Strength

The maximum tensile strength is the maximum linear tensile force that can be applied to a thread before it breaks. It is sometimes also referred to as breaking strength, breaking force or linear tensile strength.
It is measured using the simple tensile test in accordance with ISO 2062 and expressed in cN. The simple tensile test is one of the most important yarn or thread tests for compliance with specified quality requirements. 

In AMANN's testing laboratories around the world, the maximum tensile strength test is performed more than 5,000 times a day on fully automatic tensile testing machines and evaluated using a stress-strain curve diagram. The curve of the diagram shows the elongation in percent and the effect of the force in newtons until the thread breaks. In the diagram shown, the values of several tests are superimposed. This considerable testing effort is necessary because, as a rule, all the different production stages – yarn, raw thread and finished thread – are tested in order to guarantee optimum quality.

When talking to technicians in the apparel industry, the maximum tensile strength is often given in grams or kilograms rather than centiNewtons or Newtons. Here, 1 g corresponds to ~ 1 cN and 1 kg corresponds to ~ 10 N. For many people, weight designations are still more common and easier to understand. Depending on the raw material, sewing thread type and linear density, AMANN products have very different levels of strength. The finest polyester continuous filament threads, such as Serafil fine 300, have a maximum tensile strength of approx. 640 cN; coarse polyester continuous filament threads can achieve maximum tensile strength values of over 20,000 cN (equivalent to 20 kg).

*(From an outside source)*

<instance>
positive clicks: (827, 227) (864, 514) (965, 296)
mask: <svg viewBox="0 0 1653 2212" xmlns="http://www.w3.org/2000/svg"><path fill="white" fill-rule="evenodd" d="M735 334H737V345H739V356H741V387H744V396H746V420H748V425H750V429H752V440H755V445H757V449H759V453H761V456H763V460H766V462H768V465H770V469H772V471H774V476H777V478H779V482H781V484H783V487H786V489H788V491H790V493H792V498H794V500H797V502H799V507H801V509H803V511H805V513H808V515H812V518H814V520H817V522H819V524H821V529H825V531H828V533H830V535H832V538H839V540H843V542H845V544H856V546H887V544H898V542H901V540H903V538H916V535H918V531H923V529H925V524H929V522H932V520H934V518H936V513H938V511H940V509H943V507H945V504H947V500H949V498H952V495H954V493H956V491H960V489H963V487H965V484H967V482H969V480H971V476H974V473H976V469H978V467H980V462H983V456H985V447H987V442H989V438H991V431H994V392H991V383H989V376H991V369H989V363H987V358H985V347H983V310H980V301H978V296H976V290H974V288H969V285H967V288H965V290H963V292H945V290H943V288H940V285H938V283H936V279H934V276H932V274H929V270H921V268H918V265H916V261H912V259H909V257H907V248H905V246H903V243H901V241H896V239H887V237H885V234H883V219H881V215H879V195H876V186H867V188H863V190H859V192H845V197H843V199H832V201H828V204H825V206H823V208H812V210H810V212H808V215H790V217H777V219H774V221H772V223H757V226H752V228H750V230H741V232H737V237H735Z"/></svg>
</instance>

The maximum tensile strength in relation to linear density is specified in cN/Tex for sewing threads and provides a comparison of the strength of different types of sewing thread.
Example:
Saba 120 has a linear density of 14 Tex × 2 and a maximum tensile force of 1,200 cN. This results in a maximum tensile force relative to linear density of 42.9 cN/Tex. (Calculation: 14 × 2 = 28; 1,200 : 28 ≈ 42.9)
An exemplary comparison of the maximum tensile strength (also known as tenacity) of different types of sewing thread clearly shows the varying strength potential depending on the raw material and thread construction.

Loop strength is the tensile strength of sewing threads of the same linear density, which are stressed in the form of two loops hooked into each other in the tensile testing machine.
This test method is more closely related to the stresses on the sewing thread in the stitch formation looping of the seam than the linear tensile strength test using a simple tensile test.

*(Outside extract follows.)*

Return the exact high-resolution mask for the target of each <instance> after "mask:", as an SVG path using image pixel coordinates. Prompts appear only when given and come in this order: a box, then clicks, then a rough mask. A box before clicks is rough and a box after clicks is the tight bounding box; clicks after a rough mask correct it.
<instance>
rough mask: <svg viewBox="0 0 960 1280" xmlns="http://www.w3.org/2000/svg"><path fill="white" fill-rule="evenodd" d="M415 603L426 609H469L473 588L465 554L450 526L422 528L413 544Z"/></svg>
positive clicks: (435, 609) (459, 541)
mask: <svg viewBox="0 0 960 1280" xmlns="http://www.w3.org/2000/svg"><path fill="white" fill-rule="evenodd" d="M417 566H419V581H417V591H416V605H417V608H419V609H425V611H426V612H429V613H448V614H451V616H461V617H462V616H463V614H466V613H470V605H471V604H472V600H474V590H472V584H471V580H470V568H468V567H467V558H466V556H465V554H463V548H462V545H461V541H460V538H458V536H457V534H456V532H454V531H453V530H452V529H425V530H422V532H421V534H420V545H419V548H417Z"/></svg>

The loop strength test subjects the sewing threads to different types of stress at the same time:

• tension in the longitudinal direction
• compression in the transverse direction
• bending around a very small radius

The sewing threads usually break at the point of looping, as the transverse strength of the fibres is lower than their longitudinal strength due to the fibre molecules being oriented in the longitudinal direction of the fibres. The relative loop strength is calculated from the ratio of the maximum loop tensile strength to the maximum tensile strength and is expressed as a percentage. Depending on the sewing thread construction, conventional sewing threads have a relative loop strength of approx. 60 to 75%. Spun threads generally have the highest relative loop strength, while continuous filament threads have the lowest.
 

Due to their raw material properties, para-aramid yarns have a very low loop strength of only approx. 40%. As a result, a significant portion of the very high linear strength is not effective in the seam. This must be taken into account when calculating seam strength.

Example: Saba 120 has a maximum tensile strength of approx. 1,300 cN and a relative maximum loop tensile strength of approx. 70%.